As the priest began to speak, Norbert opened his eyes and walked slowly down the aisle to the pew he had been told to find. He sat down and from the hip pocket of his suit coat removed a newspaper that had been folded in a particular way. Feeling as if he were playing a child's game, he held the paper in his lap. Then he studied the other people who had come to church for motives more religious than his own. The priest was chanting part of the mass and in Latin. Norbert enjoyed the sound of the Latin. He could understand it if he wished but did not bother with that for now. Instead, he listened to the way each Latin word was released well-rounded into the air: Petrus. Domine. Autem.

The cathedral was by no means full. Not counting the balconies, it could easily hold ten or more busloads of people. He doubted if the believers sitting here could fill two of the buses outside. Still, he was surprised to find this many people here at all. He had thought that the remaining churches were kept open out of pious nostalgia and had thought to find no more than a couple of old Italian-looking women in the pews, fingering their prayer beads. Rosaries.

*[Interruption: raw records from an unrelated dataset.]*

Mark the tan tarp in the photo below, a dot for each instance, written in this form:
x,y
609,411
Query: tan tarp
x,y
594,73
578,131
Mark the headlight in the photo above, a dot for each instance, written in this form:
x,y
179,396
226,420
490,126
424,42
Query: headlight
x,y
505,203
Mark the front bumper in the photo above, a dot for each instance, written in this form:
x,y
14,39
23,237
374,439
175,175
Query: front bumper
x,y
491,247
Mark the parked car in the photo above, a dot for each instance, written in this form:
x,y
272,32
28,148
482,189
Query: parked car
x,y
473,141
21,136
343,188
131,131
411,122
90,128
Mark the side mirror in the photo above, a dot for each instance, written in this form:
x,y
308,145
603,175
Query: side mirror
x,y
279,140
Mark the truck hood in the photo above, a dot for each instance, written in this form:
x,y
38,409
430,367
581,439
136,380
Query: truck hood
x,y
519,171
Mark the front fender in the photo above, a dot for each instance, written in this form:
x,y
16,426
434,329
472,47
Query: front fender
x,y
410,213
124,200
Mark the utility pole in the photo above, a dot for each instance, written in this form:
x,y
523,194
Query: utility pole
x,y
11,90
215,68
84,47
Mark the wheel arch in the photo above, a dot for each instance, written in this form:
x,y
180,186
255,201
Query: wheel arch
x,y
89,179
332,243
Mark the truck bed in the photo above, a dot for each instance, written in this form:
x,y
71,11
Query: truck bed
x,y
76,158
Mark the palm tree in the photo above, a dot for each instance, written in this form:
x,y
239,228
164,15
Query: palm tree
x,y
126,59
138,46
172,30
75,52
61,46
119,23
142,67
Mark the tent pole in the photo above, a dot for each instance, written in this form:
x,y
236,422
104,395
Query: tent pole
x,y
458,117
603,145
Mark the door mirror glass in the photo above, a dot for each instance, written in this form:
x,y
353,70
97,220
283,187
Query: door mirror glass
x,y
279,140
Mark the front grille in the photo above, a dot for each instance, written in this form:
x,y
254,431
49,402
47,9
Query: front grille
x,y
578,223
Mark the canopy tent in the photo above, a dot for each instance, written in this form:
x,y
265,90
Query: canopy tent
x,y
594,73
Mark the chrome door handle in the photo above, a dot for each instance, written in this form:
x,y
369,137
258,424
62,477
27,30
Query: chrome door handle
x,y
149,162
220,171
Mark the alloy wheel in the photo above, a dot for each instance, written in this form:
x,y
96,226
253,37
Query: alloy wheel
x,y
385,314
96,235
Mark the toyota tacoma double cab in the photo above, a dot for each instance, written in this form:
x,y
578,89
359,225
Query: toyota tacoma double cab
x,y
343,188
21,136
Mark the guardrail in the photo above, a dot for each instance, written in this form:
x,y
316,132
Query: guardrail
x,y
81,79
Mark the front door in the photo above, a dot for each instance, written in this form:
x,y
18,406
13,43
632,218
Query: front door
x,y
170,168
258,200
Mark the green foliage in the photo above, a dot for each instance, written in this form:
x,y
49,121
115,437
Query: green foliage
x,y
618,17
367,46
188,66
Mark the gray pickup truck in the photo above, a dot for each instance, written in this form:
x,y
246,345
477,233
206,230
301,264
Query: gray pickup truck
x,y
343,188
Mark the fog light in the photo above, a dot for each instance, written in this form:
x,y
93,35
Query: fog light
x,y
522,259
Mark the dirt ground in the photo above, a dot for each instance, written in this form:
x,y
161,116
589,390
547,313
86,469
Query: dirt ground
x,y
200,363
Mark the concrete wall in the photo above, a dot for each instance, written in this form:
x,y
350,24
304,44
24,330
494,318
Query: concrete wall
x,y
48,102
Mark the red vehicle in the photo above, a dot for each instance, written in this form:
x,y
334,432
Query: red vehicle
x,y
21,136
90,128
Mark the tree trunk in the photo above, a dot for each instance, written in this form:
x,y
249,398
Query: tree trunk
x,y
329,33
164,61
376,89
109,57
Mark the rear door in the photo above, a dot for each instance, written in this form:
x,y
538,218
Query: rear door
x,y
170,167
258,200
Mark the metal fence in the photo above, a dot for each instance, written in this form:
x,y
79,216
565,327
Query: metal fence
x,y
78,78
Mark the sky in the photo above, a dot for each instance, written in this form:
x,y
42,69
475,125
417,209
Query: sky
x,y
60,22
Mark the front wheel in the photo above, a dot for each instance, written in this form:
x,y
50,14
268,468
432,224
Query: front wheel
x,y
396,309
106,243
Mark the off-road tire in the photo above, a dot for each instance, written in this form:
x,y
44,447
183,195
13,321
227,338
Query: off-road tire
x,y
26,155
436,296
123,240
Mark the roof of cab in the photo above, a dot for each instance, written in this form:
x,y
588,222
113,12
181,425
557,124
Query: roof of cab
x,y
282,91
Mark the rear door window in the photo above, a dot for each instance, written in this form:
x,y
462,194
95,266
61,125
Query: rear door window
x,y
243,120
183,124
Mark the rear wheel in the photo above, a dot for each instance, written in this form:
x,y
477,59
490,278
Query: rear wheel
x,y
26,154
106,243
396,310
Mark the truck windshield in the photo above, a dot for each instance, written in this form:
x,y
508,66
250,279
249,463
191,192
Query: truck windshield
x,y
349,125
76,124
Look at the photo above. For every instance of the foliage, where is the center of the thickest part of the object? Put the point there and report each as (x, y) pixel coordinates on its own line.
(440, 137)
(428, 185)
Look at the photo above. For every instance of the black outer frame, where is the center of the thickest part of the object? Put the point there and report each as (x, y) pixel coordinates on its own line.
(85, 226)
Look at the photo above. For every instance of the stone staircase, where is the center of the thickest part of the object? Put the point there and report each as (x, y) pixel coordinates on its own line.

A young man stopped at the end of Norbert's row of pews and seemed to look at Norbert's folded newspaper as if unsure what message it told. Then he looked at Norbert and, without acknowledging Norbert's glance, came and sat quietly beside him for the rest of the mass. Only Norbert and the young man remained in their seats for the sacrament of communion.

-x-x-x-

"You're not one of us," Norbert said to the young man.

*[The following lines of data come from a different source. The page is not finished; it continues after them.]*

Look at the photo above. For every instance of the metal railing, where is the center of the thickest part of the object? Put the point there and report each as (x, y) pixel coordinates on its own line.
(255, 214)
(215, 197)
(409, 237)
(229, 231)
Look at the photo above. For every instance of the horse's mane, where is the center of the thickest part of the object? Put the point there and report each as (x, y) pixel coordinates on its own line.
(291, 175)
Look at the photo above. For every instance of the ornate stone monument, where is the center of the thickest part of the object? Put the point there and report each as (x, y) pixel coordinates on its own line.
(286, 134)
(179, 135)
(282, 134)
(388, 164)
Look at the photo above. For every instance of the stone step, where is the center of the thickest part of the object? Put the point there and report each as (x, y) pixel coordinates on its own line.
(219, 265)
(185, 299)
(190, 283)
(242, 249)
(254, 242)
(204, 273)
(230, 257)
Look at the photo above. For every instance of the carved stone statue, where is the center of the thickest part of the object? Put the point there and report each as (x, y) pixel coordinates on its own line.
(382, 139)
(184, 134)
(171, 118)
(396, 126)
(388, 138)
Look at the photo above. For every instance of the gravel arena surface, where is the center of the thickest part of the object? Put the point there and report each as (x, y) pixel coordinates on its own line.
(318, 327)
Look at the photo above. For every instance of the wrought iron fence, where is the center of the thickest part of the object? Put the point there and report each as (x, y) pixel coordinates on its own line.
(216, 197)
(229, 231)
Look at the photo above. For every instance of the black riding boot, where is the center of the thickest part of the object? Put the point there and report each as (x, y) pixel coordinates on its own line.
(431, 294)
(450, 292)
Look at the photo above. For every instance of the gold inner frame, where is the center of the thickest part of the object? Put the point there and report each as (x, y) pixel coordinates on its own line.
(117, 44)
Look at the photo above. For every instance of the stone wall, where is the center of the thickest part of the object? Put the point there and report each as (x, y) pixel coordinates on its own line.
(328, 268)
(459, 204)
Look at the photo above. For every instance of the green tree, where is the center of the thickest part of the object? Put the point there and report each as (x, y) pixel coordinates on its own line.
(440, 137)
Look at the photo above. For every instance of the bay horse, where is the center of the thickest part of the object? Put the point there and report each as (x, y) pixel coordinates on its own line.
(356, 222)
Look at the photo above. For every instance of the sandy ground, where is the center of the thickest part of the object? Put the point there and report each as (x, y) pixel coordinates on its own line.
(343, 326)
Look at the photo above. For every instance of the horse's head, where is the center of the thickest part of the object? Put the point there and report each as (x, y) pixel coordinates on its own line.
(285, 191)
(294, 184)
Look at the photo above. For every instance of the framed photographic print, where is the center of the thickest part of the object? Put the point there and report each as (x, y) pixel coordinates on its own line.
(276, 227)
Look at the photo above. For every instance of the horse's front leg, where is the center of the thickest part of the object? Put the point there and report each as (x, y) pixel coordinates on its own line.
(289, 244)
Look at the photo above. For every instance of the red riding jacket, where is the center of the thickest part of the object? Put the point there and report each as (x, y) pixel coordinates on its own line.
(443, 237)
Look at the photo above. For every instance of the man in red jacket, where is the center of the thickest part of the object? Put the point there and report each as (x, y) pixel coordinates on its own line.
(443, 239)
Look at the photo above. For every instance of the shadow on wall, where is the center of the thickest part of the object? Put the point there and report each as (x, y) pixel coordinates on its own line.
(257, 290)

"No. But I am on the waiting list." The young man shifted in his pew. Norbert looked at the golden-yellow grain of the pew in front of him and waited for the young man to continue. "There is only one of you in the city right now. So when I asked for help you were sent for."

"Couldn't you do this yourself? You can move about without facing the danger of detection that I do."

"Myself!" The young man spoke too loudly and those still in the church waiting to see the priest turned to look at him.

"Quietly."

"Sorry. I can't do this myself because of the risk of contagion."

"What do you mean? I thought this was about an archive of records."

"It was."

"And now there is a target?"

"Now there is a target."

"And I am the only watchman in the City?"

"Two more are coming. To support you."

Norbert Hassen raised his eyes to the clerestory and looked at the meaningless dark faces of the stained glass. With no light behind them the windows' dark forms had no story to tell. Norbert turned to the young man and started to speak when a priest came down the row in front of them and stopped with a smile.

"Were either of you waiting for confession?" The priest smiled condescendingly at Norbert.

Norbert looked at the round-faced priest and wondered how such a thing even found a place in the world.

What a ridiculous anachronism, he thought.

"No, thank you, we were just talking," Norbert said. And he smiled, sweetly. The priest smiled back and left them with a Latin phrase.

"What did he say?" the young man asked.

"He was blessing us. In his ignorance." Norbert waited until the priest had reached the confessional, out of earshot. "Tell me about the target."


Simplice (Simply)


First voice

"You didn't go because you don't want to be told you're crazy."

Daniel Greenberg, or DanG, sat on Johnathon's keyboard. Johnathon Zwilling spun slow circles in his grey, ergonomic office-chair. The fluorescent light overhead dimmed at regular intervals and Johnathon timed his circles so that he was facing DanG each time the light flickered with an annoying pop. DanG's back-end had long since filled the keyboard buffer; Johnathon's Linux-box beeped without ceasing.

"Somebody answer that keyboard," came a voice from one of the nearby cubes. "Or I'll go find the fuse box."

"Maybe you need to be told that you're crazy," said DanG. "You are spinning in circles in time with a light fixture to the tune of Johnny One-Note."

"More like Johnny One-Rump."

DanG raised himself just enough to remove the keyboard and set it to one side.

Johnathon continued his rotation. "I'm not crazy. I'm rhythmic."

"You can take his word for it," came another voice from another cube. "We're all not crazy here."

Johnathon stopped his circles. "Can I have my keyboard back?"